Training Meeting on METT Assessment and Biodiversity Conservation in Protected Areas of the Estuarine Project Held
From March 30 to 31, the Management Office of GEF-FAO Demonstration Project of Estuarine Biodiversity Conservation, Restoration, and Protected Area Networking in China (hereinafter referred to as the "Estuarine Project"), an office under the First Institute of Oceanography of the Ministry of Natural Resources (FIO, MNR), successfully held a training session on METT assessment and biodiversity conservation of 11 protected areas in Qingdao. During the meeting, five protected areas from Guangdong Province jointly signed the Information Sharing Agreement of Protected Areas in the Pearl River Estuary.
The Management Effectiveness Tracking Tool (METT) is a tool commonly used worldwide for the assessment of protected areas, which can help track changes in the management and identify influencing factors. This assessment is not only an important task of the Estuarine Project, but also helps to better know the current management status of each protected area, find out deficiencies and problems, and provide technical support to enhance the effectiveness of ecological conservation management in the general context of optimization and adjustment of protected areas.
Five experts and scholars from the Chinese Academy of Sciences, the Chinese Academy of Fishery Sciences, the National Marine Data and Information Service, the Academy of Forest Inventory and Planning of National Forestry and Grassland Administration and the FIO of the MNR were invited to train the participants on topics such as case studies of biodiversity conservation, ecological distribution and conservation status of China's coastal zone, construction and management of protected areas, and protection of important species.
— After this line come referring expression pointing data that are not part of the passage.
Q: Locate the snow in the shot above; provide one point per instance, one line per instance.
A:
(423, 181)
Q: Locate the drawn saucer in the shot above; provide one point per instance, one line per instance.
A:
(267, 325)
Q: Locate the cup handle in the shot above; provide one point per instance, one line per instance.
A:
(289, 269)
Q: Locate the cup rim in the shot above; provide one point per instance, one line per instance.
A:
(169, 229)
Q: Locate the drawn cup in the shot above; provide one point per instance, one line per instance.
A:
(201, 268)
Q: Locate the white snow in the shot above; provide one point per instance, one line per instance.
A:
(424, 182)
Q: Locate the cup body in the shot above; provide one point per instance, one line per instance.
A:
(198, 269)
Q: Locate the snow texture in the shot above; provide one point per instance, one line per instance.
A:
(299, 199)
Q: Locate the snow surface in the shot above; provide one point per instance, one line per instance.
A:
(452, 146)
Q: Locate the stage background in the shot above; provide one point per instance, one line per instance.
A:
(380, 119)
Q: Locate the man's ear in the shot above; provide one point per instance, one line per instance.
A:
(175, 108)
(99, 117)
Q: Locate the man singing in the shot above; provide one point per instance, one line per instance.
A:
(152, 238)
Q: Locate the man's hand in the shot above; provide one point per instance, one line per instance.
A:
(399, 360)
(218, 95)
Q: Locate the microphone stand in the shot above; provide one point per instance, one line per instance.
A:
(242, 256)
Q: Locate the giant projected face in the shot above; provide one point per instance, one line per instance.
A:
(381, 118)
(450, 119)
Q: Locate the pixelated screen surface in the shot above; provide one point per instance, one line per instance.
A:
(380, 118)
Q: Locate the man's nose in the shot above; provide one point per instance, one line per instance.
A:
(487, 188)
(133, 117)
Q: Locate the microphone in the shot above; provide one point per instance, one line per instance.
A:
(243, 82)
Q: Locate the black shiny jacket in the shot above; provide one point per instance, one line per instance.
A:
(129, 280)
Signing Ceremony of the Information Sharing Agreement of Protected Areas in the Pearl River Estuary
During this training meeting, the managers of 11 protected areas strengthened their knowledge of biodiversity conservation and protected area management through learning and exchange. They learned about the latest ecological survey data and policy trends, which not only showed the changes in the management of ecological conservation under the new situation, but also clarified the problems faced in biodiversity conservation. In the next step, the Estuarine Project will introduce advanced concepts and technical tools such as adaptive management, protected area network construction, ecosystem management and integrated coastal zone management. It will continue to explore practical experience in effectively protecting estuarine biodiversity and restoring damaged ecosystems. It will integrate with the relevant contents involving protected areas in the 14th Five-Year Plan, and coordinate biodiversity conservation issues of major national concerns and major needs of provinces and cities, thus enhancing the mainstream position of biodiversity conservation in economic development planning and decision-making, promoting environmental protection and advancing sustainable development.